Oklahoma Bank Settles DOJ Redlining Allegations: Understanding the Implications for Financial Institutions

In a recent legal update, the United States Department of Justice (DOJ) and an unidentified bank in Oklahoma have entered a consent agreement to settle allegations surrounding the practice of redlining. It was announced on August 28, that the resolution involves significant claims of redlining performed by the Oklahoma-based bank. Read more…

The term ‘redlining’ typically refers to a discriminatory practice by which banks, insurance companies, and other institutions refuse or limit loans, mortgages, insurance or other products, strictly based on the geographic area. Ostensibly, these areas are often associated with a higher-than-average number of racial minorities, thus leading to an unfair financial disadvantage for residents in these redlined zones.

According to the complaint, the defendant bank allegedly engaged in redlining behavior by refraining from providing home loans along with other mortgage-related services. Additionally, the bank exhibited supposedly prejudiced conduct, discouraging individuals situated in or seeking credit within predominantly Black and Hispanic neighborhoods in Tulsa from pursuing mortgage opportunities.

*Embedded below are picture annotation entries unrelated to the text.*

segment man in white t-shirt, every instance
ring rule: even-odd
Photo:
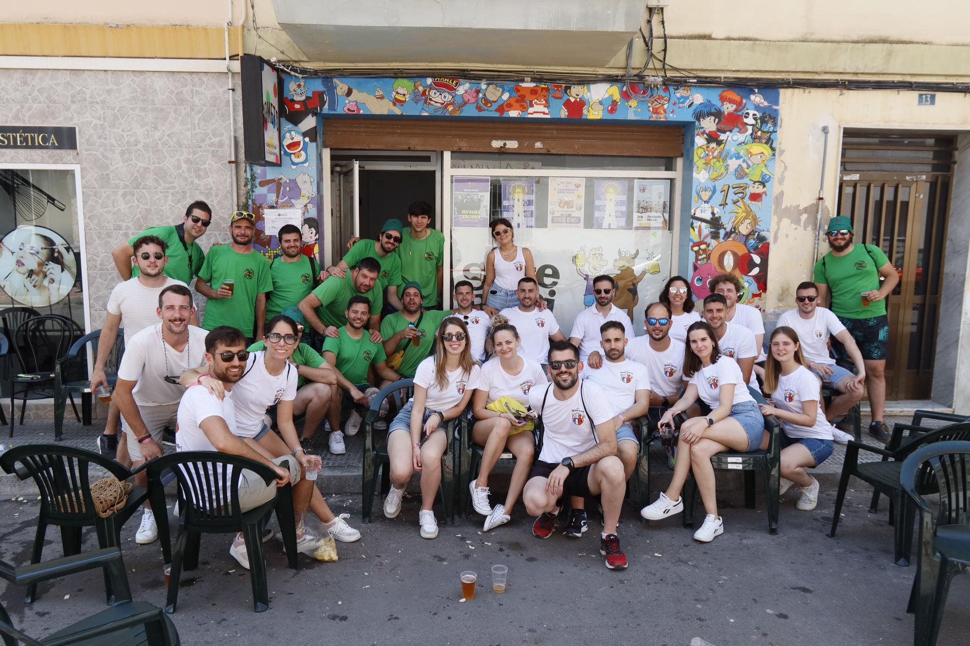
[[[179,284],[164,288],[156,305],[156,315],[162,322],[128,340],[114,386],[128,456],[135,467],[162,455],[162,429],[176,426],[178,402],[185,392],[178,385],[178,377],[206,360],[206,331],[188,324],[195,314],[188,287]],[[145,471],[135,475],[135,483],[147,484]],[[146,502],[142,524],[135,533],[139,545],[158,537],[150,506]]]
[[[613,277],[598,275],[593,278],[593,294],[596,303],[576,314],[572,322],[572,332],[569,342],[579,348],[579,360],[590,368],[599,368],[602,365],[602,355],[599,353],[599,329],[606,321],[618,321],[623,325],[626,339],[633,339],[636,332],[633,323],[627,312],[613,305],[616,297],[616,283]]]
[[[519,332],[519,356],[534,361],[545,370],[549,341],[566,340],[566,336],[559,329],[552,309],[538,308],[539,284],[535,278],[520,278],[515,295],[519,297],[519,307],[505,307],[499,313]]]
[[[823,383],[831,385],[839,392],[825,410],[825,419],[833,420],[844,415],[856,403],[862,399],[865,384],[865,362],[852,334],[830,309],[819,306],[819,288],[811,280],[806,280],[795,289],[798,307],[790,309],[778,317],[778,325],[787,325],[798,335],[801,353],[808,362],[808,370],[815,372]],[[835,337],[856,364],[856,374],[835,363],[828,353],[828,340]],[[836,441],[843,444],[852,436],[838,431]]]
[[[118,329],[124,328],[125,343],[145,328],[158,323],[155,307],[158,293],[169,285],[184,285],[181,280],[171,278],[162,272],[168,263],[168,245],[157,236],[142,236],[132,244],[135,263],[141,275],[114,285],[108,298],[108,313],[98,337],[98,355],[91,371],[91,393],[102,385],[110,388],[105,375],[105,362],[114,347]],[[189,319],[190,325],[198,325],[195,314]],[[98,450],[107,458],[115,458],[125,467],[131,467],[128,448],[122,434],[117,436],[121,413],[113,400],[108,404],[108,421],[105,432],[98,437]],[[120,449],[120,455],[118,455]]]
[[[543,425],[542,451],[529,474],[522,500],[530,514],[538,516],[533,534],[548,538],[566,496],[599,496],[603,528],[599,553],[606,567],[624,569],[627,557],[616,535],[627,479],[616,455],[616,429],[622,420],[607,408],[606,394],[595,383],[581,384],[583,362],[568,341],[553,341],[548,354],[552,383],[534,386],[529,405]]]

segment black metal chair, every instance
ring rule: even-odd
[[[293,458],[294,460],[296,458]],[[151,507],[162,541],[162,554],[172,564],[165,612],[176,611],[181,570],[199,566],[199,547],[203,533],[242,532],[249,558],[249,580],[255,612],[270,607],[266,581],[266,558],[263,553],[263,531],[275,510],[283,537],[289,566],[297,569],[297,531],[293,515],[293,488],[287,483],[276,490],[275,499],[260,506],[242,511],[239,485],[242,469],[254,471],[270,484],[276,473],[261,463],[215,451],[180,451],[146,463]],[[178,482],[178,535],[176,549],[171,547],[169,516],[165,508],[163,474],[171,471]]]
[[[839,515],[842,512],[842,503],[845,501],[846,490],[849,488],[849,478],[850,476],[856,476],[869,483],[873,488],[885,494],[892,501],[895,512],[890,513],[889,523],[893,525],[894,531],[895,564],[897,565],[909,565],[910,551],[913,544],[913,519],[916,510],[909,504],[908,499],[903,493],[902,485],[899,484],[899,474],[902,470],[903,461],[914,451],[927,444],[968,440],[970,440],[970,423],[952,424],[936,431],[922,434],[893,451],[850,440],[846,446],[845,463],[842,465],[842,476],[839,478],[839,491],[835,497],[835,510],[832,513],[832,529],[828,535],[835,535],[835,530],[839,524]],[[859,451],[876,453],[882,456],[884,460],[881,462],[859,463]],[[925,496],[937,491],[936,478],[933,476],[931,469],[926,467],[922,471],[919,493]],[[875,512],[875,510],[870,511]]]
[[[81,403],[81,408],[84,411],[83,424],[88,426],[91,423],[90,398],[94,395],[88,392],[91,382],[89,379],[83,378],[70,379],[68,367],[80,363],[83,365],[85,369],[84,372],[86,373],[86,346],[90,343],[92,355],[97,356],[98,340],[100,338],[101,330],[95,330],[84,335],[71,345],[67,354],[54,362],[54,439],[56,441],[61,440],[64,433],[64,412],[67,407],[68,399],[71,401],[71,407],[74,408],[75,418],[79,422],[81,421],[81,415],[78,414],[78,406],[74,403],[74,393],[81,393],[81,398],[83,398]],[[105,362],[105,376],[108,378],[108,383],[112,386],[117,381],[117,368],[123,352],[124,330],[119,328],[117,337],[114,339],[114,345],[112,347],[112,351],[108,355],[108,360]]]
[[[16,473],[21,480],[34,478],[41,495],[41,510],[37,518],[31,564],[41,562],[44,538],[49,525],[60,528],[65,556],[81,553],[81,533],[85,527],[95,529],[100,547],[119,546],[121,528],[147,498],[146,488],[134,487],[128,494],[124,507],[108,518],[101,518],[95,511],[94,501],[91,499],[91,484],[94,479],[101,478],[96,469],[104,469],[118,480],[127,480],[135,471],[87,449],[61,444],[15,446],[0,455],[0,467],[7,473]],[[105,588],[108,602],[111,603],[113,591],[107,575]],[[36,598],[35,583],[27,588],[25,601],[30,603]]]
[[[940,492],[933,513],[920,494],[926,468]],[[906,612],[916,614],[915,643],[933,646],[950,582],[970,574],[970,442],[935,442],[903,462],[900,485],[920,512],[920,549]]]
[[[364,418],[364,482],[363,505],[361,507],[362,522],[371,522],[371,510],[373,508],[373,495],[377,489],[377,478],[380,477],[380,495],[384,497],[391,490],[390,465],[391,457],[387,453],[387,429],[394,417],[410,400],[414,393],[414,379],[401,379],[388,384],[380,390],[371,403],[367,417]],[[381,417],[380,406],[387,402],[387,412]],[[455,429],[462,424],[463,416],[453,419],[446,426],[448,444],[441,456],[441,504],[444,507],[445,519],[448,525],[455,523],[455,483],[461,480],[460,460],[457,456]]]
[[[15,585],[36,588],[41,581],[101,567],[110,579],[117,602],[112,607],[85,617],[53,632],[42,640],[33,639],[14,628],[7,610],[0,606],[0,635],[4,644],[29,646],[105,646],[107,644],[143,644],[178,646],[178,631],[168,617],[150,603],[133,601],[121,550],[117,547],[76,554],[62,559],[16,567],[0,561],[0,577]]]

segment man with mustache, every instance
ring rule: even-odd
[[[163,289],[158,294],[155,313],[161,323],[145,328],[125,342],[114,387],[128,456],[135,467],[162,454],[162,429],[176,427],[178,402],[185,392],[178,385],[178,377],[206,362],[206,331],[189,325],[195,307],[188,287],[170,285]],[[147,484],[145,471],[135,475],[135,483],[143,487]],[[139,545],[158,537],[150,506],[146,502],[135,534]]]
[[[246,211],[233,213],[229,220],[232,242],[209,250],[195,280],[196,291],[209,299],[202,327],[214,330],[228,325],[242,330],[250,342],[263,338],[266,295],[273,291],[270,263],[252,247],[255,219]]]

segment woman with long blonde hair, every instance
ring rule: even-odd
[[[432,506],[441,483],[441,456],[448,447],[448,420],[462,414],[478,387],[478,364],[471,359],[469,329],[462,319],[449,316],[435,336],[435,352],[414,372],[414,396],[402,407],[387,432],[391,459],[391,491],[384,500],[384,515],[401,513],[401,499],[414,471],[421,471],[422,538],[437,535]]]

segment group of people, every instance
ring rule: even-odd
[[[438,308],[444,239],[430,228],[425,203],[410,205],[407,227],[389,219],[378,240],[352,240],[344,258],[323,270],[303,255],[301,232],[291,225],[278,231],[280,255],[267,261],[252,247],[255,218],[244,211],[230,218],[232,242],[203,254],[197,240],[211,217],[195,202],[182,223],[152,227],[113,251],[125,280],[109,300],[92,390],[107,384],[105,362],[122,327],[125,353],[99,445],[138,465],[161,454],[163,433],[174,427],[177,450],[222,451],[270,466],[278,484],[294,483],[298,547],[306,554],[320,539],[304,530],[309,511],[334,538],[360,538],[307,478],[321,467],[315,433],[329,429],[329,450],[345,452],[344,434],[356,434],[379,389],[401,378],[412,378],[414,390],[388,420],[385,516],[400,514],[404,490],[419,471],[420,533],[437,535],[433,503],[450,423],[469,415],[470,440],[483,454],[469,493],[485,517],[483,531],[508,523],[521,497],[535,517],[535,536],[554,533],[564,505],[571,509],[565,533],[582,536],[586,505],[598,501],[600,553],[611,569],[627,566],[617,524],[650,433],[670,439],[673,477],[640,513],[663,520],[681,511],[681,489],[693,474],[706,511],[695,533],[700,542],[724,532],[711,456],[766,446],[764,415],[782,426],[782,493],[797,486],[796,507],[804,510],[819,497],[805,469],[824,462],[833,441],[849,438],[832,421],[861,398],[863,385],[873,405],[869,432],[886,434],[880,326],[896,275],[878,247],[853,244],[848,218],[832,219],[831,252],[815,280],[798,285],[797,308],[783,314],[765,344],[761,314],[738,303],[744,284],[731,274],[711,278],[712,293],[697,303],[687,278],[671,277],[645,308],[642,336],[613,305],[613,278],[595,276],[595,302],[566,337],[539,293],[532,252],[515,244],[504,218],[490,225],[496,243],[486,256],[481,304],[473,285],[460,280],[455,307],[445,310]],[[208,299],[201,328],[187,287],[193,278]],[[822,307],[829,294],[831,310]],[[322,344],[314,347],[307,326]],[[829,343],[855,371],[836,364]],[[824,409],[824,383],[838,393]],[[123,435],[115,440],[119,417]],[[493,505],[489,480],[506,451],[516,464],[504,500]],[[240,488],[243,508],[275,495],[275,485],[251,475]],[[146,511],[136,540],[156,536]],[[242,536],[230,552],[248,566]]]

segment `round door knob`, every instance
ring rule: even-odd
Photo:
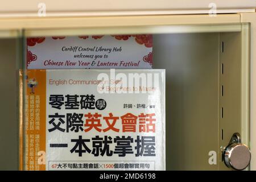
[[[250,164],[251,152],[244,144],[232,143],[226,148],[224,154],[225,163],[234,169],[244,169]]]

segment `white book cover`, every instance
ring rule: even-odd
[[[23,169],[165,170],[164,69],[23,77]]]

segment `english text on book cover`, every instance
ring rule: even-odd
[[[28,38],[27,69],[151,68],[152,35]]]
[[[26,170],[164,170],[164,69],[27,70]]]

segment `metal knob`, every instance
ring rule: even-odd
[[[238,133],[232,136],[224,155],[225,164],[235,170],[245,169],[251,160],[251,152],[246,145],[241,143],[241,136]]]

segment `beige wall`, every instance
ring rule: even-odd
[[[0,39],[0,170],[18,169],[16,43]]]
[[[1,3],[0,16],[37,16],[41,2],[47,16],[208,14],[212,3],[218,13],[252,12],[256,7],[253,0],[9,0]]]

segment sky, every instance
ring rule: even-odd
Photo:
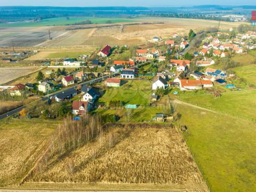
[[[214,3],[213,3],[214,2]],[[194,5],[256,5],[255,0],[0,0],[0,6],[168,6]]]

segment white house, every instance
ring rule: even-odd
[[[63,77],[61,82],[64,86],[68,86],[75,84],[75,79],[73,76],[69,76]]]
[[[124,66],[122,65],[116,65],[111,66],[110,71],[114,73],[119,73],[124,68]]]
[[[167,86],[168,85],[166,81],[160,76],[155,77],[152,81],[153,90],[156,90],[159,88],[165,89]]]

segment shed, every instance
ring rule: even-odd
[[[128,105],[126,105],[126,106],[125,106],[125,108],[126,109],[135,109],[138,108],[138,106],[137,105],[128,104]]]

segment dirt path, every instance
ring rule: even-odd
[[[175,99],[175,100],[173,100],[172,102],[173,102],[174,103],[186,105],[186,106],[189,106],[189,107],[196,108],[199,109],[204,110],[210,111],[210,112],[212,112],[212,113],[218,113],[215,111],[214,111],[214,110],[210,110],[210,109],[206,109],[206,108],[203,108],[203,107],[198,107],[198,106],[195,106],[195,105],[192,105],[192,104],[188,103],[186,102],[183,102],[183,101],[180,101],[178,99]]]

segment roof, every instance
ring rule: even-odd
[[[190,64],[190,61],[180,59],[171,59],[171,63],[177,64],[179,66],[186,66]]]
[[[111,47],[109,45],[107,45],[104,48],[103,48],[100,52],[104,53],[105,54],[108,55],[109,52],[111,50]]]
[[[157,76],[154,77],[152,82],[153,83],[155,83],[158,81],[160,81],[161,83],[163,83],[164,85],[166,85],[167,84],[166,81],[160,76]]]
[[[130,65],[134,66],[135,62],[133,61],[114,61],[114,65]]]
[[[181,87],[185,86],[202,86],[200,80],[195,79],[180,79]]]
[[[174,45],[175,44],[175,42],[174,40],[167,40],[165,41],[165,43],[167,45]]]
[[[12,91],[20,90],[20,90],[23,90],[25,88],[26,88],[26,85],[21,83],[19,83],[16,85],[15,85],[14,87],[12,87],[12,89],[11,89],[11,90],[12,90]]]
[[[137,50],[136,52],[138,54],[146,54],[147,51],[147,50]]]
[[[74,101],[72,103],[72,109],[79,110],[80,107],[83,106],[85,110],[87,109],[88,102],[81,101]]]
[[[224,79],[216,79],[215,80],[215,81],[217,83],[227,83],[227,82],[224,80]]]
[[[57,94],[56,97],[60,99],[64,99],[67,98],[68,97],[70,97],[70,95],[76,93],[76,92],[77,92],[76,90],[71,89],[67,91],[63,91],[61,93]]]
[[[135,71],[134,70],[122,70],[121,71],[121,75],[135,75]]]
[[[63,78],[64,79],[65,79],[65,81],[67,82],[70,82],[70,81],[74,81],[74,77],[73,76],[70,75],[70,76],[67,76],[67,77],[63,77]]]
[[[121,80],[117,78],[108,78],[107,79],[107,83],[118,83],[120,84]]]

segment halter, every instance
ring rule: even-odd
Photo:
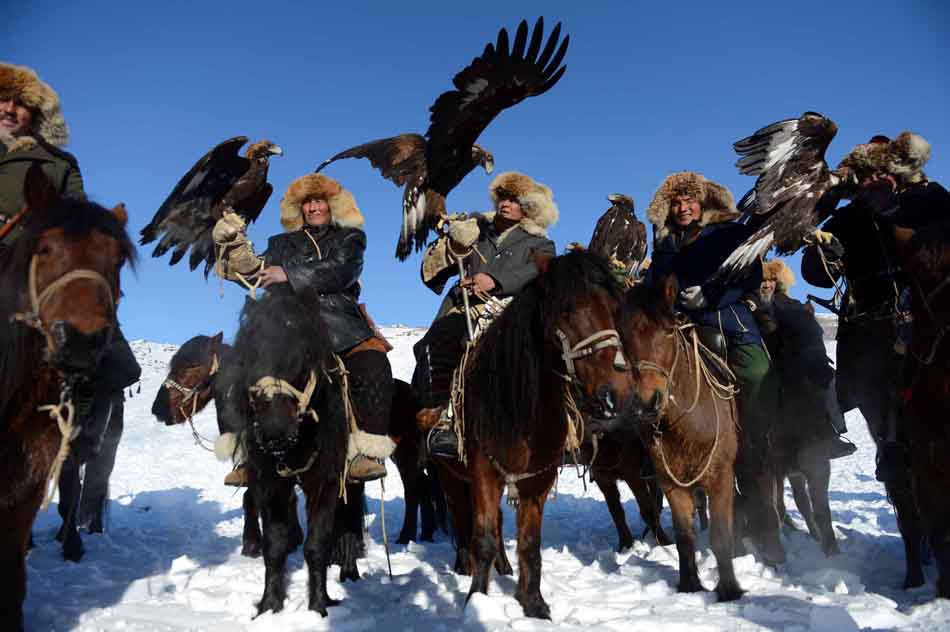
[[[70,270],[63,276],[59,277],[45,288],[42,292],[37,293],[36,291],[36,255],[33,255],[33,258],[30,259],[30,272],[27,277],[27,283],[30,293],[30,311],[28,312],[18,312],[13,315],[13,320],[19,321],[28,327],[36,329],[43,337],[46,338],[46,346],[50,353],[56,350],[56,346],[53,343],[53,338],[50,336],[49,330],[46,325],[43,323],[43,319],[40,317],[40,312],[43,307],[53,298],[53,295],[56,292],[60,291],[67,284],[75,281],[77,279],[88,279],[94,281],[101,285],[106,294],[109,297],[109,308],[112,310],[113,315],[115,314],[115,300],[112,296],[112,286],[105,279],[104,276],[96,272],[95,270],[90,270],[88,268],[77,268],[75,270]]]

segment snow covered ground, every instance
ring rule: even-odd
[[[411,345],[421,331],[387,328],[397,377],[412,372]],[[833,343],[830,343],[833,344]],[[833,464],[831,506],[841,554],[825,559],[803,533],[786,533],[788,562],[778,569],[751,555],[736,560],[748,593],[717,604],[713,594],[676,593],[674,546],[637,542],[615,553],[616,534],[596,486],[564,470],[557,497],[547,505],[541,591],[552,622],[526,619],[514,600],[515,580],[494,577],[490,594],[463,610],[469,578],[451,570],[452,544],[391,545],[393,578],[387,573],[381,535],[380,485],[368,485],[368,556],[363,580],[339,584],[330,569],[330,596],[342,598],[326,619],[307,610],[306,566],[300,551],[288,564],[285,610],[254,619],[263,590],[264,564],[241,557],[241,495],[221,484],[228,466],[194,444],[183,426],[158,424],[149,409],[174,347],[133,343],[143,366],[141,394],[126,404],[125,435],[112,477],[107,533],[84,536],[86,556],[64,562],[53,539],[55,507],[34,526],[26,623],[29,630],[950,630],[950,603],[934,601],[936,571],[928,584],[903,591],[904,555],[883,488],[874,480],[874,449],[860,416],[849,415],[854,456]],[[216,435],[214,412],[196,425]],[[627,521],[643,530],[636,503],[624,489]],[[786,502],[794,511],[790,493]],[[386,530],[398,534],[404,505],[402,483],[390,464],[385,494]],[[508,556],[516,564],[514,517],[505,507]],[[669,510],[663,522],[670,524]],[[669,531],[672,533],[672,530]],[[702,536],[700,575],[715,585],[715,560]]]

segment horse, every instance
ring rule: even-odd
[[[584,412],[615,416],[633,384],[615,325],[619,289],[606,261],[577,251],[537,264],[539,275],[463,359],[457,392],[464,402],[453,409],[464,429],[464,459],[439,460],[454,479],[443,478],[443,485],[464,481],[471,494],[472,519],[457,532],[470,546],[466,603],[487,593],[492,565],[502,565],[499,502],[507,486],[509,502],[517,503],[515,599],[526,616],[549,619],[540,590],[541,523],[569,433],[576,440],[573,420]],[[450,509],[458,525],[458,508]]]
[[[58,200],[39,169],[29,213],[0,255],[0,627],[23,629],[30,528],[66,456],[89,458],[98,432],[74,415],[116,328],[119,271],[135,262],[121,205]],[[48,499],[47,499],[48,502]]]
[[[950,598],[950,222],[916,231],[903,246],[914,319],[905,375],[910,482],[937,563],[937,597]]]
[[[647,446],[673,512],[678,590],[704,590],[693,531],[693,495],[702,488],[709,498],[710,544],[719,566],[716,595],[719,601],[732,601],[743,594],[732,564],[735,400],[708,373],[695,328],[678,320],[678,291],[676,278],[669,275],[625,295],[621,331],[637,386],[624,415],[632,418]]]
[[[652,531],[657,544],[672,544],[660,526],[663,496],[654,480],[641,477],[644,459],[649,458],[639,437],[597,433],[597,446],[586,440],[581,446],[581,460],[589,464],[590,476],[604,495],[607,510],[617,529],[617,552],[633,546],[633,533],[627,526],[626,513],[620,502],[617,481],[624,481],[640,507],[640,516]],[[591,437],[593,439],[593,436]]]

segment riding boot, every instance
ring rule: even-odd
[[[834,434],[830,438],[829,458],[837,459],[854,454],[858,446],[842,438],[841,435],[848,431],[848,426],[844,420],[844,414],[838,405],[838,396],[835,391],[834,378],[824,389],[823,403],[825,405],[825,415],[828,418],[829,425]]]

Laws surrounding redlining practices in the United States are clear, with any actions or policies leading to discrimination based on race or ethnicity projected as a violation of the Fair Housing Act of 1968. This act, in essence, prohibits any refusal to sell or rent a dwelling to any person due to their race, color, religion, sex, or national origin.

You may find detailed information on the Fair Housing Act at the U.S. Department of Justice’s website.

More developments related to this settlement are anticipated in the coming days. Legal professionals especially within the banking sector should closely follow the developments surrounding this case for any lessons or implications that might influence future practices.